Tapping into research that found that emotion resulting from an experience persists long after the patient has forgotten the experience, Cornish directs her employees to set a positive mood in their interactions with clients.

Other adult care providers are taking note, too, hiring employees who’ve received dementia training and emphasizing the important roles of exercise and social and mental stimulation for dementia patients.

“It’s a critical part of education for anybody providing health care, not only in-home services,” said Doris Visaya, executive director of the Home Care Association of Washington.

But Cornish’s emphasis on emotional support for recently diagnosed people – still physically able but mentally disabled – is unusual.

Fulfs said she sees the result in a resident of one of her adult homes, a woman who’s also still a DAWN client.

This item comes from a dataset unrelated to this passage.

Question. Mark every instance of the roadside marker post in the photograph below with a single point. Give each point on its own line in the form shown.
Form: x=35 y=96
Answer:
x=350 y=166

DAWN workers, who take the woman swimming and to social activities, cultivated a relationship with her over time and have demonstrated, “by their actions, that they can be trusted,” Fulfs said.

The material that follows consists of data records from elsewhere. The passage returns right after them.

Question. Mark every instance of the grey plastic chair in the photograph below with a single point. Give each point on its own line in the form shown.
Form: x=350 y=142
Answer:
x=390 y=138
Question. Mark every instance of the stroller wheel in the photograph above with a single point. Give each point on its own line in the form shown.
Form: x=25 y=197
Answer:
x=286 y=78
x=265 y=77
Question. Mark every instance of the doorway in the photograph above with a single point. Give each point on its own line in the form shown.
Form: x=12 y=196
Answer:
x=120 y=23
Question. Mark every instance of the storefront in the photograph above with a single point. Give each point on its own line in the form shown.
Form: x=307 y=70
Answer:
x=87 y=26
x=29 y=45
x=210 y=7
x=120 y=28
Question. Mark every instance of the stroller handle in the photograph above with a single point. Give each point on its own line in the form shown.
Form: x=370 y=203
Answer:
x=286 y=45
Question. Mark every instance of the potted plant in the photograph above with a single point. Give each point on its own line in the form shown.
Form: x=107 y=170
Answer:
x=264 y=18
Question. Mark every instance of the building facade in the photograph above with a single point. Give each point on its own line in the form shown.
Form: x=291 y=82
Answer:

The resident made a smooth transition to the adult family home, Fulfs said. She “knows she has a poor memory. She knows she’s very good at being forgetful. But she’s very trusting, and that’s what Judy has given her.”

While most people running care agencies have worked as social workers or medical providers, Cornish, 55, is a lawyer with a varied background.

She helped workers with brain injuries in Vancouver, British Columbia, then studied languages and learning theory in college before teaching “psychosocial” skills to people with mental illnesses living in a “lockdown” facility in Oregon. In law school she focused on disability law and elder law.

DAWN got its roots, she said, after she and her husband moved to Moscow and she kept offering to help families of people with dementia – providing rides, companionship on social outings, shopping trips – as a friend.

“I’ve just been moving closer and closer back to what moves my heart,” she said.

Moscow resident Karen Davis, 73, said she considers Cornish a part of her family. Relatives hired Cornish to help care for two of Davis’ cousins, both in their 80s. One has Alzheimer’s, and the other has another type of dementia.

Cornish has helped to keep her cousins safe and their dignity intact, Davis said: “I told Judy she better be there when I’m ready.”